He didn't care what the mission was - he wasn't wearing shorts.

So while Sloane was changing into her "tourist-y" outfit of logo tank top and walking shorts, he remained in his jeans, only putting on his own logo tank top, because, as Sloane said in a way that could have been sarcastic (or maybe not), "All Americans wear ads."

She had to talk him into using the depilatory, though. He offered to shave - Shaun probably wouldn't be quite as hairy as him - but she told him the cream kept him "stubble free" longer, as his hair seemed to grow faster than normal. (Another regeneration thing?) So he smeared the stuff on his face and instantly regretted it; the smell of the stuff made his eyes water like he was crying. It was like someone was repeatedly stabbing his sinus membranes with a sharpened ice pick.
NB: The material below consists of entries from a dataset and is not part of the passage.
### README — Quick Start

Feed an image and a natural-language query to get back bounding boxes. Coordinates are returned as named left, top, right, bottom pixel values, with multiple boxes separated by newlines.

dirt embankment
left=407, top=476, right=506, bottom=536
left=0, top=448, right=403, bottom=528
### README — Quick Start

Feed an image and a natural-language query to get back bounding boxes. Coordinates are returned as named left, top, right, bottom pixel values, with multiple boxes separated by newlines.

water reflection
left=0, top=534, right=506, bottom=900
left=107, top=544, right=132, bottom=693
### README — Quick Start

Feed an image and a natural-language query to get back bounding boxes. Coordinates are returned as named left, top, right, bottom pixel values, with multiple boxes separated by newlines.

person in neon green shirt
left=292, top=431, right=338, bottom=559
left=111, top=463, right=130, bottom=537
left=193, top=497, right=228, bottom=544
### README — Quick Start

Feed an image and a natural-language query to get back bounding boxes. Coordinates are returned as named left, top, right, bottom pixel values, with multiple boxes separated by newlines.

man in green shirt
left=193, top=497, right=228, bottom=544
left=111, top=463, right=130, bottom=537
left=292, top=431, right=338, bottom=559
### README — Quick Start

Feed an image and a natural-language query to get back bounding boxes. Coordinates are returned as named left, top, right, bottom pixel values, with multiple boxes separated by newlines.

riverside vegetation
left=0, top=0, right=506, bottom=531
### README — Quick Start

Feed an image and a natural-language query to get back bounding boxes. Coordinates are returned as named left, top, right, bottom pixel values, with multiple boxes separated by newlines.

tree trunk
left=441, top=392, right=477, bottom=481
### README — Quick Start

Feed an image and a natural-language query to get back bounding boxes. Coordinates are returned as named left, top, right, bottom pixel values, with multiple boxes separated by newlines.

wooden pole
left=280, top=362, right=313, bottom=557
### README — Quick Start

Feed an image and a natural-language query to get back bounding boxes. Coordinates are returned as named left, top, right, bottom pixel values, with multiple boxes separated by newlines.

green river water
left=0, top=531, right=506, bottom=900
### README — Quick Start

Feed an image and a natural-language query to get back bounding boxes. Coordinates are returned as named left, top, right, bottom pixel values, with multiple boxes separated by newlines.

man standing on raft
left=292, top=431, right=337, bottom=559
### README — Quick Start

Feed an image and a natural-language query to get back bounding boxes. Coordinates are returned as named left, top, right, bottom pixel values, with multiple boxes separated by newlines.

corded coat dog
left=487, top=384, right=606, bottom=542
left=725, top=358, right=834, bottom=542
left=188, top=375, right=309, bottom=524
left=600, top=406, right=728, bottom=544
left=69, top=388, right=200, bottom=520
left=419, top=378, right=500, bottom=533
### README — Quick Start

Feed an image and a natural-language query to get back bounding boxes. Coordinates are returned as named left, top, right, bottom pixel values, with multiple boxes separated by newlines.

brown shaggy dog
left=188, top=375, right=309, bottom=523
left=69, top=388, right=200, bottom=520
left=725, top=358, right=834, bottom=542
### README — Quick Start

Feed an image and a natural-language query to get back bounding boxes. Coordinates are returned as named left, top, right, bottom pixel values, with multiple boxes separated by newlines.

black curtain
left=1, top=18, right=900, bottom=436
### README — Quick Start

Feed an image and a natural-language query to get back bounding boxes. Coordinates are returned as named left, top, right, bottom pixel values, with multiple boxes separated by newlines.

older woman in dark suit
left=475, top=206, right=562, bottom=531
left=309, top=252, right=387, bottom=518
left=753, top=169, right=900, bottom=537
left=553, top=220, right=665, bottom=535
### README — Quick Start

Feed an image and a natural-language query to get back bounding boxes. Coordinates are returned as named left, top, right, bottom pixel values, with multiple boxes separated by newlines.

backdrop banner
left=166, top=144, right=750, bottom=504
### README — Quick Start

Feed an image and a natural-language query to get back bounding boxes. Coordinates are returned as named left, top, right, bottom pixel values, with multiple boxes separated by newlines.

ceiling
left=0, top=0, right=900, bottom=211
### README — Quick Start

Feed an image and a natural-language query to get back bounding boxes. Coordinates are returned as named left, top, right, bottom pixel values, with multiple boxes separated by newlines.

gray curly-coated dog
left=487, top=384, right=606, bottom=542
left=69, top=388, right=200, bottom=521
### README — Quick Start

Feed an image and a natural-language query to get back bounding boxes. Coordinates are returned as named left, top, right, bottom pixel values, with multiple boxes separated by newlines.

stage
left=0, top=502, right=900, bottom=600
Still, he didn't have to keep it on that long, and he gratefully washed the stuff off, using soap to try and wash the lingering chemical scent out of his skin. At some point he began to suspect the smell - which he could only equate to someone toasting Fritos over an acetate and cat hair fire - was psychosomatic.

He looked at himself in the tiny plastic mirror over the sink, and it was weird to see himself without his sideburns or facial hair; in fact, not just weird, but wrong. He didn't recognize himself. It was like a hollow eyed stranger was staring back at him. But did he ever recognize himself? It was a disturbing thought, but he wasn't sure at all. So he dried his face and left the bathroom before he could ponder its meaning further.

Sloane was waiting for him, dressed in her khaki shorts and blue Addidas tank top, red hair pulled back in a tight ponytail, and she grinned broadly at him, almost but not quite laughing. "Well, hello stranger," she said, coming up to him and grabbing his chin. "Cor, would you look at you! You clean up nice, don't cha?"

He rolled his eyes, and gently removed her hand. The metal of her wedding band felt cold against his skin, and it reminded him of how deeply creepy and disturbing it felt slipping on his own faux wedding band. It almost gave him a sense of déjà vu that made his stomach flip flop. "Yeah, yeah, make fun."

"I'm not making fun! You're a handsome bloke under all that fur. You're a real heartbreaker. See, I always knew it, but you got that whole macho thing goin' on."

"What macho thing?"

She gave him a toothy grin, and a slight nudge to the chest. "Oh, you know. The "I'm all hairy and broody and don't touch me" thing. I always suspected that, under it all, you really were a handsome devil. It's in the eyes, inn't?"

He glowered at her. "Are you through yet?"

She finally did laugh, but it was a sort of knowing chuckle. "Yer embarrassed about it, aren't you? See, the macho thing. You'd rather be ugly."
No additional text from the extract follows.